Publisher: Scholastic Press
Release Date: August 1, 2009; July 13, 2010; July 12, 2011
Series: Wolves of Mercy Falls
Age Group: solid YA (implied/described sexual content; graphic violence)
Pages: 400; 368; 400
Rating: Idea 4★; Execution 4★; Style 4.5★
Genre: romantic fantasy
Shiver / Linger
Grace is relatively happy living in her rural home with parents who are rarely ever there…it’s lonely, but she creates her own structure: good grades, no late nights…
Only when she begins to feel drawn away from the warmth and light into the quick chill of the Boundary Wood that fringes her house—toward the pack of wolves that roams there—does she realize that something is missing, and perhaps always has been.
Then the boy appears—and he is one of them, she is sure. His yellow eyes belong to the wolf, the stormy gray wolf who saved her all those years ago.
And then, he is Sam. And she cannot imagine life without him. So she doesn’t…
…but the cold, and his earthy, shaggy, winter body remembers. It will claim him.
It might be calling her, too.
Sam is stable…as much as he can be without Grace.
Where she is…what she is, he can’t be sure. He only knows he needs to find her, fast.

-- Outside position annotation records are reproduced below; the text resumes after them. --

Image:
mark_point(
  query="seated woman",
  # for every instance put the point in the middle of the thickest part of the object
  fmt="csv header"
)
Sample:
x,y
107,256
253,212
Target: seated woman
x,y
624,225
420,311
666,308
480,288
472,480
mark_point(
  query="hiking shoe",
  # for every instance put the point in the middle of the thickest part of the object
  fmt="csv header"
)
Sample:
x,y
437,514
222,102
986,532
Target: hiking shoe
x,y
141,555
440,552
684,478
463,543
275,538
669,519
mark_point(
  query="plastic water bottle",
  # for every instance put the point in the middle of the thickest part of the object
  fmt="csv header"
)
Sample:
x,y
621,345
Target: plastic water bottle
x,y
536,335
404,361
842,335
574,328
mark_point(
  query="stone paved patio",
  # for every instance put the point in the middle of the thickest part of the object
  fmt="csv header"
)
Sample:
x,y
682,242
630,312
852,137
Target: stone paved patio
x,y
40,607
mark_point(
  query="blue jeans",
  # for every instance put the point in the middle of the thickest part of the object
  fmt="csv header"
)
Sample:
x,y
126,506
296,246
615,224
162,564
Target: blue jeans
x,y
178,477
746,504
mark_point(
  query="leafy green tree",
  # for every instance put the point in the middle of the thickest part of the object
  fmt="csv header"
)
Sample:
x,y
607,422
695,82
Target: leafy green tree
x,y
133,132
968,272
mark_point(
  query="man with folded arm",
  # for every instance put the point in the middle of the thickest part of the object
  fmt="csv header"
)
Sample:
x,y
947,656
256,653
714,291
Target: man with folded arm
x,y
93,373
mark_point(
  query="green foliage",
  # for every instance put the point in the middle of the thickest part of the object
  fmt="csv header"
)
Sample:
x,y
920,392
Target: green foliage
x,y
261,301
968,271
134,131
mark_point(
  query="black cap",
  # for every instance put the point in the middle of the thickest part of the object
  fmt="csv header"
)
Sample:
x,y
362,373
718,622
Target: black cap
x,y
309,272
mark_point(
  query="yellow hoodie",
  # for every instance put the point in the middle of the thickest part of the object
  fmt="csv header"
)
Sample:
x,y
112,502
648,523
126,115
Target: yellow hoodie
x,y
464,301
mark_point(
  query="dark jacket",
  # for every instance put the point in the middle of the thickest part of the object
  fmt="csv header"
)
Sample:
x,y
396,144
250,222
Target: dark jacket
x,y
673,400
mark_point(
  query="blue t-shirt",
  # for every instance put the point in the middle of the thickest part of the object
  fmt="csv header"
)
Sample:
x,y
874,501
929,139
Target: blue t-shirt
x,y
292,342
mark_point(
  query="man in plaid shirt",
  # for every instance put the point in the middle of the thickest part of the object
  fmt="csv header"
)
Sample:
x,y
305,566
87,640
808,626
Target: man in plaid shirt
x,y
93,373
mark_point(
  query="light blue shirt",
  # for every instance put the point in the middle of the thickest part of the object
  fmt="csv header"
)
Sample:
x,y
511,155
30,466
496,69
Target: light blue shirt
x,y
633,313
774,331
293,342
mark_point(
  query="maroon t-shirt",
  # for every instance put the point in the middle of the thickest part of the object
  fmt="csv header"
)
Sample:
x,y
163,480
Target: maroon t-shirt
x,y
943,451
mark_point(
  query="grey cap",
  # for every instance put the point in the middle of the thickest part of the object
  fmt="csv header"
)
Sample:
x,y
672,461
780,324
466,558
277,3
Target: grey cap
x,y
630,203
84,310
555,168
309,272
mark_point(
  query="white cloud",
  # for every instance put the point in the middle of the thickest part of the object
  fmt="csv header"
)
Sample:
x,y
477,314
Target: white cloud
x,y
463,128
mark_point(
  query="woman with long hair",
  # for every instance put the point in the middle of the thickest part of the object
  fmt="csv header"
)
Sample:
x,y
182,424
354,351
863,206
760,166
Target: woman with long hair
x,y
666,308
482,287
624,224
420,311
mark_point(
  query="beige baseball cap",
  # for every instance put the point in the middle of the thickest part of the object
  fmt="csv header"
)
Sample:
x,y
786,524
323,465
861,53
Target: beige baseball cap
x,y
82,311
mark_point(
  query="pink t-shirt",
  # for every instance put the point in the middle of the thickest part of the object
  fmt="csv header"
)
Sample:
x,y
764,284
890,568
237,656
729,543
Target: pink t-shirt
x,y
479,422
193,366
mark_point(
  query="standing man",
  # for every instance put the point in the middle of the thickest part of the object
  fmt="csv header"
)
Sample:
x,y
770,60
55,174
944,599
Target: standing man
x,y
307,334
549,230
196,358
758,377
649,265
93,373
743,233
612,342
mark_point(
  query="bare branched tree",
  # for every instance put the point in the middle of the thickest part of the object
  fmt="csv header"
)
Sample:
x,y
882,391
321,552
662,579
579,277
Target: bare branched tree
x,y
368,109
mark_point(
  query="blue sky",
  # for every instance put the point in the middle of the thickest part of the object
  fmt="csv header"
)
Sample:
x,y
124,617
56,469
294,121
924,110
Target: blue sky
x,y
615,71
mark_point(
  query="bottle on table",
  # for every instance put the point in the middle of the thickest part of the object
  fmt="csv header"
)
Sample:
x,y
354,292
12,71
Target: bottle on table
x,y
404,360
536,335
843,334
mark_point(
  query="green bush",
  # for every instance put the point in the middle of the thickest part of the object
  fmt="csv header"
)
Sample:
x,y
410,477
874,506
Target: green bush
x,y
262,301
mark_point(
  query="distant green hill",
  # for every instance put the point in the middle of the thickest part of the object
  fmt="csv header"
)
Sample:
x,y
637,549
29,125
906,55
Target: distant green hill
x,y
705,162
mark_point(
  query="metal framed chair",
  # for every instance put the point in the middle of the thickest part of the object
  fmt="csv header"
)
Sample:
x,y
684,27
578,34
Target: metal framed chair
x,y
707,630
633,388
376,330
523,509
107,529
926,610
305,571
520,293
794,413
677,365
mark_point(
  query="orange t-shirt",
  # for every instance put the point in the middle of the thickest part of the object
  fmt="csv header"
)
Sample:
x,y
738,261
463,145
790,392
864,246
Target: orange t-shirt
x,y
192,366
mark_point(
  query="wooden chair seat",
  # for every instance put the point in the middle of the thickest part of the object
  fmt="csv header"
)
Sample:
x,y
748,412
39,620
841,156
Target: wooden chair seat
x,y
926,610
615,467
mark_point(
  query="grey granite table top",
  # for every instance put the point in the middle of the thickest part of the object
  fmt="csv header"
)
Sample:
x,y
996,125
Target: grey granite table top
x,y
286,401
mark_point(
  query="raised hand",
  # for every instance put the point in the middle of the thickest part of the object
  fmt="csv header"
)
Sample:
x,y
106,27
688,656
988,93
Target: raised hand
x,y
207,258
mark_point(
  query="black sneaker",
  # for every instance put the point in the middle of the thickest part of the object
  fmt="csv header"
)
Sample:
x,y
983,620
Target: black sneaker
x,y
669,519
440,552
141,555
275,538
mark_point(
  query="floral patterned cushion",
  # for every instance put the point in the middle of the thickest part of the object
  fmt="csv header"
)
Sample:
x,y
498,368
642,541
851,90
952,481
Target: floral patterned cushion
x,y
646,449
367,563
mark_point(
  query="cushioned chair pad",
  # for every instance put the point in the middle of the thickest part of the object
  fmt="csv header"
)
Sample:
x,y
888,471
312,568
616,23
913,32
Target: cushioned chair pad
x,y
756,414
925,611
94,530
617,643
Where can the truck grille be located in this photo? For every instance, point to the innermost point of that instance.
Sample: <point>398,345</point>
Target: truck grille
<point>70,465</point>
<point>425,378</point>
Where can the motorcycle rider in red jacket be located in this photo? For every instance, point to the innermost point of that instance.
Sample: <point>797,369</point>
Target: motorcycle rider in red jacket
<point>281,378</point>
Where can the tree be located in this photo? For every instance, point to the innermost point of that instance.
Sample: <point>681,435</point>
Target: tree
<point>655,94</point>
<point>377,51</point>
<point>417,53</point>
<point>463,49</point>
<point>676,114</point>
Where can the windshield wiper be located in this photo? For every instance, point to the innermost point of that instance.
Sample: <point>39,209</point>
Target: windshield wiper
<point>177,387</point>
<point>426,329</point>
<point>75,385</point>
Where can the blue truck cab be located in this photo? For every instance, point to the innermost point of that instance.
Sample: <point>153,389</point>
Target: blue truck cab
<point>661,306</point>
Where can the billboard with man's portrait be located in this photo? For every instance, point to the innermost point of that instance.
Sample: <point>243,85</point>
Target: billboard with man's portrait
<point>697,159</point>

Now that a second death has been blamed on his pack, they only have so much time before the hunters begin closing in. It may already be too late.
This series is sort of in a class by itself. It is a dark, brooding romantic fantasy of a similar brand as that of Twilight, but the style (and LACK of love triangle) is superior enough to make that comparison invalid. And, I think the quality of the writing has only improved with age. Out now, the third book has all of the same qualities as Shiver and Linger, only more crystallized and focused.
For one, the world is built with integrity. Fitting to the plot, it is tight and limited, but the text makes it visceral. Metaphor is a key descriptive player and it is used in fresh and surprising ways. Sam’s favorite poet Maria Rainer Rilke is quoted often, and I daresay the text benefits immensely from that—in style as much as in content.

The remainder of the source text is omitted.